Blog Credo

The whole aim of practical politics is to keep the populace alarmed (and hence clamorous to be led to safety) by menacing it with an endless series of hobgoblins, all of them imaginary.

H.L. Mencken

Monday, September 30, 2013

Walter White Was A Piker

So the House GOP is engaging in "anarchism", "extortion" and "lemming" like behavior.

It is also clear that a clean continuing resolution could pass in 15 minutes, if Boehner let it.

The question is: will enough GOP House members force a vote on a clean CR through a discharge petition (then again, I don't know enough about House rules to know if you can apply the discharge petition here).

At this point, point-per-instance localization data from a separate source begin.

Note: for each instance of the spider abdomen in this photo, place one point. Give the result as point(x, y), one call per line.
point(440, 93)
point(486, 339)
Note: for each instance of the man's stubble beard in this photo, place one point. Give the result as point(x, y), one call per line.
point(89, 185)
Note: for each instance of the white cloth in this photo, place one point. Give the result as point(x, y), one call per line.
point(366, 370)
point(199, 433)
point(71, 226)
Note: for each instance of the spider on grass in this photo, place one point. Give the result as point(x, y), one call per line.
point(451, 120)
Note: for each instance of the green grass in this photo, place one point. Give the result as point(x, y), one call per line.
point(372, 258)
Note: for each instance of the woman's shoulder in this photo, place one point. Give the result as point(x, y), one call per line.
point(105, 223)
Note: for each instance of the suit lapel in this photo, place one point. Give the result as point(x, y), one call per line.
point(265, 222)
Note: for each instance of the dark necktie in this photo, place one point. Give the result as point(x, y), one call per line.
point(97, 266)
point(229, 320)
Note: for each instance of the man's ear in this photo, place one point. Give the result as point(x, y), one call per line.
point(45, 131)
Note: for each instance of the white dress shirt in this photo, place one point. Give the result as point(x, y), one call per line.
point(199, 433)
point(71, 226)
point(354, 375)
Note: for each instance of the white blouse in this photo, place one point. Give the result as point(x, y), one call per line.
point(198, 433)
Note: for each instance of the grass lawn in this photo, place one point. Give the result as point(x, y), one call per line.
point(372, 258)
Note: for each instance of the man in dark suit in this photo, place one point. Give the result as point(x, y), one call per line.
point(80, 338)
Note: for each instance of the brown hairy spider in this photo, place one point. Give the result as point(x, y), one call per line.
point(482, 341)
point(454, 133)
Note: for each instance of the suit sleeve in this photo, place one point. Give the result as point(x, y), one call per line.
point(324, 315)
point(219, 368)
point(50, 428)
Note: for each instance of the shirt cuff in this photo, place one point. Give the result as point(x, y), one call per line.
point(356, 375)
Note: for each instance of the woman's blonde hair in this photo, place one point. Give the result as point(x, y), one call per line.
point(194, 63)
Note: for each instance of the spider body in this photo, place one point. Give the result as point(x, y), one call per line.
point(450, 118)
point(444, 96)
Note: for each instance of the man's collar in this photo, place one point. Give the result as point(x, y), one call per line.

The American people voted for Obama and his agenda in 2012.  The American people returned a Democratic majority in the Senate.  The American people voted - by about 1,300,000 more votes - for a Democratic House.  But the nature of House districts - both the gerrymander and the rural skew of them - means that we are stuck with a bunch of anarcho-extortionists.

I give you two quotes:

First from Chait:
The first element of the strategy is a kind of legislative strike. Initially, House Republicans decided to boycott all direct negotiations with President Obama, and then subsequently extended that boycott to negotiations with the Democratic Senate. (Senate Democrats have spent months pleading with House Republicans to negotiate with them, to no avail.) This kind of refusal to even enter negotiations is highly unusual. The way to make sense of it is that Republicans have planned since January to force Obama to accede to large chunks of the Republican agenda, without Republicans having to offer any policy concessions of their own.

The Second from Fallows:
  • As a matter of substance, constant-shutdown, permanent-emergency governance is so destructive that no other serious country engages in or could tolerate it. The United States can afford it only because we are -- still -- so rich, with so much margin for waste and error. Details on this and other items below.*
      
  • As a matter of politics, this is different from anything we learned about in classrooms or expected until the past few years. We're used to thinking that the most important disagreements are between the major parties, not within one party; and that disagreements over policies, goals, tactics can be addressed by negotiation or compromise.